Wednesday, December 11, 2013

Wherefore Dinas Powys?

Dinas Powys cover art

Dinas Powys is an album - the new album, in fact - by Andrew Paul Regan, a local musician who used to go by the name of Pagan Wanderer Lu. I bought this album for two reasons:

1) I heard APR play Time Crisis, 1982 in a session for The Waiting Room (it's a radio show, click the link and check it out) and really liked it. I leapt over to his bandcamp page but found that the song didn't appear on either of his albums to date; when I heard, some months later, that he had released a new'un, I checked the tracklist and, sure enough, there it was.

2) It's named after a station that I pass through almost every day en route to work. I'm not sure why that endears it to me - after all, that big Dinas Powys sign on the cover just reminds me that I'll be in the office soon - and to be honest, I probably would have bought the album with Time Crisis, 1982 on it regardless of the title. Still, Dinas Powys station is a tiny bit of my own life, and so I'm all the more interested in the CD that uses its name and likeness.


(Also, it shared a launch show with Quiet Marauder's MEN, so it's an album in good company. This also means that today's blog post dovetails quite neatly with Friday's.)

Now, Andrew Paul Regan has a blog of his own, and he's been doing a track-by-track explanation of this entire album. He goes into some detail about both the meaning and the recording of each song, so if you get a glow from titbits like this...

"I'd like Stephen Fry to hear the song someday and allow himself a wry chuckle."

...or this...

"Every sound on this track - with the exception of the shakey egg part - is an acoustic guitar."

...then it's well worth a read. One thing he doesn't really explain, though, is the choice of title - why Dinas Powys? Okay, so it's the place where he lives, but that's quite a lazy way to christen the fruits of your creative effort, and the author of those blog posts doesn't strike me as a lazy man. He strikes me as someone who puts a lot of thought into things like album titles and song names:

 "I was so, so close to just calling the record 'A Classic Album, Loved By Millions' - but in the end it just didn't quite fit. But as a title of an opening track I'd like to think it suggests ambition."

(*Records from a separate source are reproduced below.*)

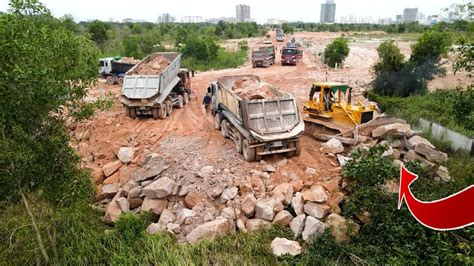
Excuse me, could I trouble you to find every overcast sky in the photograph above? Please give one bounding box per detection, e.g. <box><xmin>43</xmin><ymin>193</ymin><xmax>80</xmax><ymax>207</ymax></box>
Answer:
<box><xmin>0</xmin><ymin>0</ymin><xmax>468</xmax><ymax>23</ymax></box>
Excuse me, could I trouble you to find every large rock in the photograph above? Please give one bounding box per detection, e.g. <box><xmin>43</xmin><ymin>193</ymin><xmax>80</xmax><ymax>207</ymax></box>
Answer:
<box><xmin>177</xmin><ymin>208</ymin><xmax>196</xmax><ymax>225</ymax></box>
<box><xmin>272</xmin><ymin>183</ymin><xmax>293</xmax><ymax>205</ymax></box>
<box><xmin>143</xmin><ymin>177</ymin><xmax>175</xmax><ymax>199</ymax></box>
<box><xmin>103</xmin><ymin>192</ymin><xmax>123</xmax><ymax>224</ymax></box>
<box><xmin>241</xmin><ymin>194</ymin><xmax>257</xmax><ymax>217</ymax></box>
<box><xmin>291</xmin><ymin>192</ymin><xmax>305</xmax><ymax>215</ymax></box>
<box><xmin>197</xmin><ymin>165</ymin><xmax>214</xmax><ymax>178</ymax></box>
<box><xmin>304</xmin><ymin>202</ymin><xmax>330</xmax><ymax>219</ymax></box>
<box><xmin>128</xmin><ymin>198</ymin><xmax>144</xmax><ymax>210</ymax></box>
<box><xmin>140</xmin><ymin>198</ymin><xmax>168</xmax><ymax>215</ymax></box>
<box><xmin>133</xmin><ymin>155</ymin><xmax>169</xmax><ymax>182</ymax></box>
<box><xmin>246</xmin><ymin>218</ymin><xmax>271</xmax><ymax>232</ymax></box>
<box><xmin>404</xmin><ymin>150</ymin><xmax>437</xmax><ymax>171</ymax></box>
<box><xmin>302</xmin><ymin>185</ymin><xmax>328</xmax><ymax>203</ymax></box>
<box><xmin>221</xmin><ymin>187</ymin><xmax>239</xmax><ymax>202</ymax></box>
<box><xmin>337</xmin><ymin>154</ymin><xmax>351</xmax><ymax>167</ymax></box>
<box><xmin>302</xmin><ymin>216</ymin><xmax>326</xmax><ymax>243</ymax></box>
<box><xmin>262</xmin><ymin>164</ymin><xmax>277</xmax><ymax>173</ymax></box>
<box><xmin>255</xmin><ymin>198</ymin><xmax>275</xmax><ymax>221</ymax></box>
<box><xmin>146</xmin><ymin>223</ymin><xmax>162</xmax><ymax>234</ymax></box>
<box><xmin>272</xmin><ymin>210</ymin><xmax>293</xmax><ymax>227</ymax></box>
<box><xmin>414</xmin><ymin>144</ymin><xmax>448</xmax><ymax>163</ymax></box>
<box><xmin>117</xmin><ymin>147</ymin><xmax>134</xmax><ymax>164</ymax></box>
<box><xmin>184</xmin><ymin>192</ymin><xmax>209</xmax><ymax>209</ymax></box>
<box><xmin>436</xmin><ymin>166</ymin><xmax>452</xmax><ymax>182</ymax></box>
<box><xmin>185</xmin><ymin>218</ymin><xmax>230</xmax><ymax>243</ymax></box>
<box><xmin>372</xmin><ymin>123</ymin><xmax>411</xmax><ymax>139</ymax></box>
<box><xmin>289</xmin><ymin>214</ymin><xmax>306</xmax><ymax>237</ymax></box>
<box><xmin>117</xmin><ymin>197</ymin><xmax>130</xmax><ymax>212</ymax></box>
<box><xmin>326</xmin><ymin>192</ymin><xmax>345</xmax><ymax>208</ymax></box>
<box><xmin>127</xmin><ymin>186</ymin><xmax>143</xmax><ymax>199</ymax></box>
<box><xmin>100</xmin><ymin>183</ymin><xmax>120</xmax><ymax>199</ymax></box>
<box><xmin>322</xmin><ymin>177</ymin><xmax>341</xmax><ymax>193</ymax></box>
<box><xmin>102</xmin><ymin>161</ymin><xmax>122</xmax><ymax>177</ymax></box>
<box><xmin>320</xmin><ymin>138</ymin><xmax>344</xmax><ymax>154</ymax></box>
<box><xmin>326</xmin><ymin>213</ymin><xmax>360</xmax><ymax>243</ymax></box>
<box><xmin>158</xmin><ymin>209</ymin><xmax>176</xmax><ymax>228</ymax></box>
<box><xmin>271</xmin><ymin>238</ymin><xmax>302</xmax><ymax>257</ymax></box>
<box><xmin>407</xmin><ymin>136</ymin><xmax>435</xmax><ymax>150</ymax></box>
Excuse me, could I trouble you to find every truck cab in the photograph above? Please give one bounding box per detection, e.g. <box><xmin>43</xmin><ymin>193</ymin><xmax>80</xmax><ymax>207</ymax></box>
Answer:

So I ask again: why Dinas Powys? Regan was kind enough to give us a few clues in the blog posts, even if he didn't tell us the answer outright. He mentions that 'Dinas Powys' was his working title for the song that became Axioms, but since the song had no lyrics at that point, it's probably not worth analysing every line for hidden references to the village near Barry. Besides, APR apparently didn't even live in Dinas Powys back then, so goodness knows why he used it as a potential song name. Perhaps he just liked the Welshy cadence of it.

What else can we find, then? Under the Wallpaper (Part 3) contains this beautifully cathartic moment:

"And the girl says to the boy, 'What fucking destination? We're sleeping in train stations and we haven't got tickets to anywhere!'"

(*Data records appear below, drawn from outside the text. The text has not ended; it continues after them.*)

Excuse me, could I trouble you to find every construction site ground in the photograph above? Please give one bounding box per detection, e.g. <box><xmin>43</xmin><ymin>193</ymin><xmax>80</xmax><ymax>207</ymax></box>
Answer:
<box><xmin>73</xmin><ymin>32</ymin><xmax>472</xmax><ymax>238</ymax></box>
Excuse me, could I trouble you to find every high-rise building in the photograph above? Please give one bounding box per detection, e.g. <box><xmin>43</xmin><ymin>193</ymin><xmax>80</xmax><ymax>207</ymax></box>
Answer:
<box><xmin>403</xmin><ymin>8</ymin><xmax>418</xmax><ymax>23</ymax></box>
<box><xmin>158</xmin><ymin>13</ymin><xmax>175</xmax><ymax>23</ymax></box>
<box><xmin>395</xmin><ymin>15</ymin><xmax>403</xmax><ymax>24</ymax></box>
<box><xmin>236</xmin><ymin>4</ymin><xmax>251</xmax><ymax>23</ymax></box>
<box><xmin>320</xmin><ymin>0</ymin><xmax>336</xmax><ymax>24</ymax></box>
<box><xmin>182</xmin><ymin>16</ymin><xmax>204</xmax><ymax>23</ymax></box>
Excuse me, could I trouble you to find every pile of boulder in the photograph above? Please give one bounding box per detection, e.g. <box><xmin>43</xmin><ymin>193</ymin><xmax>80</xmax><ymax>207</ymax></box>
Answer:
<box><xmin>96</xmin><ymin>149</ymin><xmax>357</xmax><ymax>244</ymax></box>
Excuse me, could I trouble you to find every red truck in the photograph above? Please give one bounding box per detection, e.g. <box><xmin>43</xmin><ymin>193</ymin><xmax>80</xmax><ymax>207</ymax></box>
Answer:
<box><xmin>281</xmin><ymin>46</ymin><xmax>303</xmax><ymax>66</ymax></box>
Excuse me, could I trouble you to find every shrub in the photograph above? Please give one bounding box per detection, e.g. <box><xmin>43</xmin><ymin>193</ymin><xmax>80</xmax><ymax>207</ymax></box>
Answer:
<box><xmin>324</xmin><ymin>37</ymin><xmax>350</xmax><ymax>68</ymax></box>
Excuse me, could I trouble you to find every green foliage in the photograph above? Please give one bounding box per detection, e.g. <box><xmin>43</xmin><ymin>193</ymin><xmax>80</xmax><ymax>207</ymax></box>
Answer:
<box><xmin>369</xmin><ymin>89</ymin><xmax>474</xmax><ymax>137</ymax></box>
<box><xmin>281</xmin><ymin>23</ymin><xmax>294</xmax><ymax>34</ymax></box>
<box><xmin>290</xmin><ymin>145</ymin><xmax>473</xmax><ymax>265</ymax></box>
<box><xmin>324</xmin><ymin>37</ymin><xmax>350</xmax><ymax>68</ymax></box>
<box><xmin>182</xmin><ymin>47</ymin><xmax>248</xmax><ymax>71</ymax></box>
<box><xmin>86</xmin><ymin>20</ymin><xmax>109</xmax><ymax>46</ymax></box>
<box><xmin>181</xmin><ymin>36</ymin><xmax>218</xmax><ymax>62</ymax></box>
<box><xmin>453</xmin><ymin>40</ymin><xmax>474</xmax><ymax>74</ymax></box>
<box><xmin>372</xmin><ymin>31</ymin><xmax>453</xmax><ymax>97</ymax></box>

Up until that part, the song is about a couple going on a big adventure across Europe and all but forgetting their old lives. However, the line above suggests that the whole thing might just be a big fantasy dreamed up by 'the boy' when, in reality, they're kipping on a bench at Dinas Powys station and their journey is struggling to leave square one. It's a metaphor for their on-the-skids relationship, maybe.

(Why Dinas Powys station? Well, it's on the cover, isn't it?)

Oh, and then there's Light Pollution II, which centres around the line 'you should never leave the village you were born in'. One of the big themes of Dinas Powys - and I'm no longer quoting from APR's blogs, so this may not be the most accurate observation - is the struggle between A) going off and doing loads of cool stuff and living a totally awesome life, and B) playing it safe, staying at home, and not really making much of your time here. Observe the following lyrics, culled from throughout the album:

"Whack every mole, keep yourself busy. Never say no until you end up multi-tasking yourself into an early grave. Oh, but think of all the time you'll have saved!"
- Time Crisis, 1982

"We move closer to death, we do our best with what's left, start working on your axioms."
- Axioms

"Nothing to tie us both down, except temptation to pick up the phone and tell people we're still here."
- Under the Wallpaper (Part 3)

Option A seems like the obviously better one, but no matter how much you want to grab life by the throat and do things, there'll always be Option B, tugging at your sleeve and making you stay. It's all well and good to go and make an adventure of life, but will you really be happier for "multi-tasking yourself into an early grave"? The 'stay at home' option isn't very exciting, but it's appealing in its own way, and I think that Dinas Powys could be a representation of this: a small Welsh village where nothing much happens but where life is generally okay. Option B.

So there's a guess, anyway. If you're reading this, Mr Regan, feel free to let me know for sure.